January 13, 2012 by markstani
There is a danger of doing Chris Womersley’s post-First World War Australian Outback saga Bereft (pub. Quercus) a disservice by describing it as ‘unputdownable’.
So-called ‘unputdownable’ books often turn out to be a sort of literary soufflé: scrumptious for the most part, but in the habit of leaving their readers feeling strangely unsated at the finish.
Unputdownability is generally the territory of common crime whodunnits or celebrity memoirs: in other words, it’s a recommendation which guarantees accessibility and ready-made momentum – tune in and zone out, just so long as it lasts.
You could call ‘Bereft’ a crime drama, after a fashion, but it’s definitely no whodunnit: you get a good inkling of the perpetrator fairly soon, and it’s as good as confirmed before you hit half-way. Nor is it any form of literary comfort food. Womersley’s book describes the horrors of the trenches, the lingering, debilitating hell of gas attacks, and what we would in modern parlance call post-traumatic stress disorder more viscerally than most.
But one thing Womersley’s book does have is momentum, as it follows the returning soldier Quinn Walker’s arrival from the War in 1919 to his home town of Flint, a sun-bleached scrub of a place ravaged not only by the loss of so many of its fighting men, but also in the grip of a deadly influenza epidemic.
For Quinn, it’s the least of his worries. It’s the first time he has set foot back in the place in ten years, since he was accused of an unspeakable crime against his sister. He knows the townsfolk will seek to hang him if they find him back. Hiding out in the woods above town, Quinn falls in with a runaway orphan, Sadie Fox, whose ghostly ways and impish companionship help bring his past to life, and make his options a little clearer in his gas-fogged head.

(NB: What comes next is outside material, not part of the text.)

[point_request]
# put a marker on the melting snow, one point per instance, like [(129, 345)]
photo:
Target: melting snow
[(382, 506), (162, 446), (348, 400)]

If Womersley is strong on evoking the barren, hopeless landscape of this part of New South Wales, he is even better at painting the bleak and incestuous lives of its inhabitants:
When it was dark, they ate cold beans and dry bread, and Sadie told Quinn of other things: Mrs Taylor, who wept every night over the deaths of her three sons in the war; the McClaren boy, who died from the plague and how a slug of blood leaked from his ear when they carried him from the house; how the Reverend’s daughter Casey Smail got pregnant to a travelling salesman and they took her to the Chinaman to drink a potion that dissolved her baby; the Harman boy, who came back from the war possessed by the Devil; that his uncle Robert Dalton sometimes visited the widowed Mrs Higgins late at night. Who was dead, who married – the events that tangle and weave, over time, to make a town’s history.
If Quinn’s mind is not tortured enough by the memory of his sister, it is also subjected to violent, wartime flashbacks which tend to merge into a nightmarish soup with the travails of his present. It’s a surprisingly Gothic novel, in which certain mysteries are never quite solved. The vagueness of a visit to a Paris séance weighs heavy throughout, as do the flitting appearances of Sadie, a character so otherworldly as to sometimes seem hardly really there at all.
In the wrong hands, the slight, otherworldly Sadie could have become a cumbersome cliché: a clumsy metaphor for loss and longing; an irritating diversion from the momentum of an urgent central plot of a man returning home in search of redemption.
In fact, as Womersley’s superbly paced novel builds to its inevitable but never less than enthralling climax, it’s the spectre of Sadie who will do her best to cajole you into putting your chores on hold and pulling ‘Bereft’ back off the bookshelf. Unputdownable? Almost. But much more steak dinner than soufflé.